These are the key concepts you need to understand to accurately answer the question.

Constructive Interference
In the double-slit experiment, constructive interference happens when waves from two slits meet in phase. This means that the crests and troughs of the waves align perfectly, amplifying the light and creating a bright spot on the screen. This bright spot is known as a bright fringe. Constructive interference occurs at specific angles, where the path difference between waves from each slit equals an integer multiple of the wavelength.
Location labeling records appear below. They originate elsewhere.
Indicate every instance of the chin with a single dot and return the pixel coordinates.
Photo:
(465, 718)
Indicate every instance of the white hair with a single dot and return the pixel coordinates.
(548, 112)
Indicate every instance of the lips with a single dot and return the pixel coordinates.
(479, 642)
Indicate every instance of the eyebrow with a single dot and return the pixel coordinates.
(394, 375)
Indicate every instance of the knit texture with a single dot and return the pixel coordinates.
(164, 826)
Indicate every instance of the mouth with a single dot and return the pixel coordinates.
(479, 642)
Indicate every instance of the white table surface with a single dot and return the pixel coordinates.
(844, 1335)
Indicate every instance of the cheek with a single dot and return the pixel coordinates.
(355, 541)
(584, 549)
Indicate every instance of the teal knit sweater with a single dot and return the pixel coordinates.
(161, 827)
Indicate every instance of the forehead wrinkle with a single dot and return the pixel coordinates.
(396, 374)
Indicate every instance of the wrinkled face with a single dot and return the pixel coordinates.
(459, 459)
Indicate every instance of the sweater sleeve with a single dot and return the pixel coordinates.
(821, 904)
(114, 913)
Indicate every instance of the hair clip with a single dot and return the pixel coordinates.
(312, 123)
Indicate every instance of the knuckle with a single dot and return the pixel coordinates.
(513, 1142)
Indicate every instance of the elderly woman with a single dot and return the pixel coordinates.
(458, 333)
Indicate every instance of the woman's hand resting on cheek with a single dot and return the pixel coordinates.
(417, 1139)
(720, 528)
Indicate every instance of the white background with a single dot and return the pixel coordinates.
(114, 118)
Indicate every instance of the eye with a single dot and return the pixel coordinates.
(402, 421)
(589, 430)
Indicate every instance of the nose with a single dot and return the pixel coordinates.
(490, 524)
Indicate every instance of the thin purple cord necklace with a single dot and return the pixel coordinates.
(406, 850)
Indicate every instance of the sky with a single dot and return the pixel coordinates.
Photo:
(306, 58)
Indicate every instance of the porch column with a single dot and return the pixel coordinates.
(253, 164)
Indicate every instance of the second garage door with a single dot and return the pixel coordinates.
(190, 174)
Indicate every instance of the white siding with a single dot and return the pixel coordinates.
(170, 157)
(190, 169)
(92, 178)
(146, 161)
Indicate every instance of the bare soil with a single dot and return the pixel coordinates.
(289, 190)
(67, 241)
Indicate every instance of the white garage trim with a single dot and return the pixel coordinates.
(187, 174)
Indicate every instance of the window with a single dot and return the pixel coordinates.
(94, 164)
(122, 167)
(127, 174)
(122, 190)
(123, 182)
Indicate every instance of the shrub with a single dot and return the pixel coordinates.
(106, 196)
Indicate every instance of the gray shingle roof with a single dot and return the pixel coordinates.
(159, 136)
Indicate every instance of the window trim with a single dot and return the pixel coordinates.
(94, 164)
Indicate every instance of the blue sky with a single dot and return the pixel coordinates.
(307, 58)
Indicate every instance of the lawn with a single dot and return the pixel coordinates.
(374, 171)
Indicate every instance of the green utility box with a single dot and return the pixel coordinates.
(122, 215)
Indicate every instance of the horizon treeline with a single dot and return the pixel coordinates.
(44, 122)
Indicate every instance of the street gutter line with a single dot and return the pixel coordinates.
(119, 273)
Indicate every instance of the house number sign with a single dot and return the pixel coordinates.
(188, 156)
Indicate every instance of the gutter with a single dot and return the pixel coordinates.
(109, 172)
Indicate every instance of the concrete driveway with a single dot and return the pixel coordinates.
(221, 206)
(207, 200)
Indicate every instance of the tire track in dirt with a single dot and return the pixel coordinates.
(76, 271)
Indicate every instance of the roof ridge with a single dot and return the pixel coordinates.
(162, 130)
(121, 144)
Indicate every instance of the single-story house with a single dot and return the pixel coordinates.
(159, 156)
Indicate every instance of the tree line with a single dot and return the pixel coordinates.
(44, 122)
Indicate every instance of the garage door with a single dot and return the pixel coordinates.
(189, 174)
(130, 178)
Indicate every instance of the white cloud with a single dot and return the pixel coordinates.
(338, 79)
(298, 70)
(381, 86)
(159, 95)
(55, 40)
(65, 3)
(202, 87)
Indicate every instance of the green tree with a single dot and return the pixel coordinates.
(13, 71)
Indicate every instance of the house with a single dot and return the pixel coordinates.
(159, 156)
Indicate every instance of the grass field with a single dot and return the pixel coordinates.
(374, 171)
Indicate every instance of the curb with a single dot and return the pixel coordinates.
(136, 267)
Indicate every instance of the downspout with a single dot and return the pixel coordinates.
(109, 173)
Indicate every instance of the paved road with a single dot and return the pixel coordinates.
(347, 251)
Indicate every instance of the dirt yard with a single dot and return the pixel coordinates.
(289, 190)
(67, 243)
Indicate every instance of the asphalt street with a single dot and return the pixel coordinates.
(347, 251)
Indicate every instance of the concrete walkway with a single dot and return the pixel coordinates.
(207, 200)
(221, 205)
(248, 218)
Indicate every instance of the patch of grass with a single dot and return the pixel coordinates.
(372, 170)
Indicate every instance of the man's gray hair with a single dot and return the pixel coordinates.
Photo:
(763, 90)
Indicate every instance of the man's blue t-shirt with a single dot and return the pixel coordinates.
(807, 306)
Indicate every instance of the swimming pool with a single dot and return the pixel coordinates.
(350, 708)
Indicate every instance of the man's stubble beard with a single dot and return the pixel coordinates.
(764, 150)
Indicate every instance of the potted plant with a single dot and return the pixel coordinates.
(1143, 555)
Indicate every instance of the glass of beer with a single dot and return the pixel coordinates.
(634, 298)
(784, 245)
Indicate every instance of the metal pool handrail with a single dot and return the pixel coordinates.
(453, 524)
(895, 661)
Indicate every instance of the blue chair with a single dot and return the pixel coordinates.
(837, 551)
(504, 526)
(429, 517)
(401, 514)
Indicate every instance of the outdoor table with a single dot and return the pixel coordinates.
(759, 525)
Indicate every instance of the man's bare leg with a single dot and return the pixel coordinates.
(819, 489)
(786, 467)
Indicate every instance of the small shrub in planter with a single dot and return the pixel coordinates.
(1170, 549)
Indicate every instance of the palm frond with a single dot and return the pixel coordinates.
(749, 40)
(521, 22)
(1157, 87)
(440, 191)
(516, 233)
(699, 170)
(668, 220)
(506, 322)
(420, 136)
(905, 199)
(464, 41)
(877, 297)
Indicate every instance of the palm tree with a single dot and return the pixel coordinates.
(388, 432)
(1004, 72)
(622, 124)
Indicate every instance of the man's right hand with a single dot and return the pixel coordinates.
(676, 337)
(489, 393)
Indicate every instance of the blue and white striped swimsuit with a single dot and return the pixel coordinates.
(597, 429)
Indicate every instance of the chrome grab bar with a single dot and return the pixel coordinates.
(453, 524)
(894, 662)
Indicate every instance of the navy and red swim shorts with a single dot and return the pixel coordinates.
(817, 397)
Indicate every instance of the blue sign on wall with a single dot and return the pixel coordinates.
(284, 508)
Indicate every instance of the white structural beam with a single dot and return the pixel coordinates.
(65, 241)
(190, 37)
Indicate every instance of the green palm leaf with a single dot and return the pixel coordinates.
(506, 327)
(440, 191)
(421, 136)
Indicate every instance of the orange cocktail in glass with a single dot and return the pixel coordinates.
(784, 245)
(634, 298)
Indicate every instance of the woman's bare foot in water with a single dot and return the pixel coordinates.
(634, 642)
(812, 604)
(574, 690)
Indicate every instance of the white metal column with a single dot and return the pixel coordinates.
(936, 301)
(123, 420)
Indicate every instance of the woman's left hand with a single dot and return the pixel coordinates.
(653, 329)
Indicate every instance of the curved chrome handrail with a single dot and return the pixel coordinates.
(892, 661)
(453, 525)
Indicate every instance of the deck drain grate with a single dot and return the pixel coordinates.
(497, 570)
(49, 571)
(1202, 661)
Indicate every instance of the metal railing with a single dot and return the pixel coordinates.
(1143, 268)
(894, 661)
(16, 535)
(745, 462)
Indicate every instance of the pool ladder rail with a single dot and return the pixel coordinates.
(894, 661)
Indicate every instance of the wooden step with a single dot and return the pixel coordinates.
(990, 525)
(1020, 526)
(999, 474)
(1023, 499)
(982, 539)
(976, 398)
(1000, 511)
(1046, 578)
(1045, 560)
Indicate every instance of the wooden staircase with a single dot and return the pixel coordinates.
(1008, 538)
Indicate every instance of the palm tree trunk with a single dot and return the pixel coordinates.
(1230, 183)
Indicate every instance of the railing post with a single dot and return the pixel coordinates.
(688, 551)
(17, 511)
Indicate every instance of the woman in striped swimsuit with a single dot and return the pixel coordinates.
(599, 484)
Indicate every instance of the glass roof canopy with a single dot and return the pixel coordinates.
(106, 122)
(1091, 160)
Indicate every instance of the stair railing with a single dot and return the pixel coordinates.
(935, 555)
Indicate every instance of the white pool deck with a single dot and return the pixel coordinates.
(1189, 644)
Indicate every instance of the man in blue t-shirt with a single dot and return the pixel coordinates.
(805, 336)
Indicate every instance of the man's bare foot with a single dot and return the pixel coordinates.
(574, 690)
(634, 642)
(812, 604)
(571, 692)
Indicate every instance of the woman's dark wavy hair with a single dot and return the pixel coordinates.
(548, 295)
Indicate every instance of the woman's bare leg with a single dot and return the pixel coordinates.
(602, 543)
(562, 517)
In our problem, the condition for constructive interference is given by the formula: \[ d \sin \theta = m\lambda \] Here, \(d\) is the distance between the slits, \(\theta\) is the angle at which the constructive interference occurs, \(m\) is the order of the bright fringe, and \(\lambda\) is the wavelength of the light. The order \(m\) can be positive, negative, or zero, corresponding to different bright fringes on the screen.
Understanding this concept is key to predicting where and how light intensifies in patterns.
Interference Patterns
Interference patterns are a series of light and dark bands on a screen resulting from the superposition of light waves. The double-slit experiment creates these patterns when coherent light, like from a laser, passes through two closely spaced slits. On the screen, you'll notice alternating bright and dark stripes. Bright stripes occur where waves constructively interfere, while dark stripes are regions of destructive interference, where waves cancel each other out.
The spacing and intensity of these patterns depend on factors such as:
  • Distance between the slits
  • Wavelength of the light used
  • Distance from the slits to the screen
By calculating the angles for various orders of interference, our problem demonstrates how to predict the positions of bright fringes in the interference pattern.
Wavelength of Light
The wavelength of light, denoted by \(\lambda\), is a crucial factor in determining interference patterns in the double-slit experiment. It is the distance between successive peaks of a wave. In our exercise, \(\lambda\) is given as 585 nm, where a nanometer (nm) is one-billionth of a meter, a common unit for measuring wavelengths of light.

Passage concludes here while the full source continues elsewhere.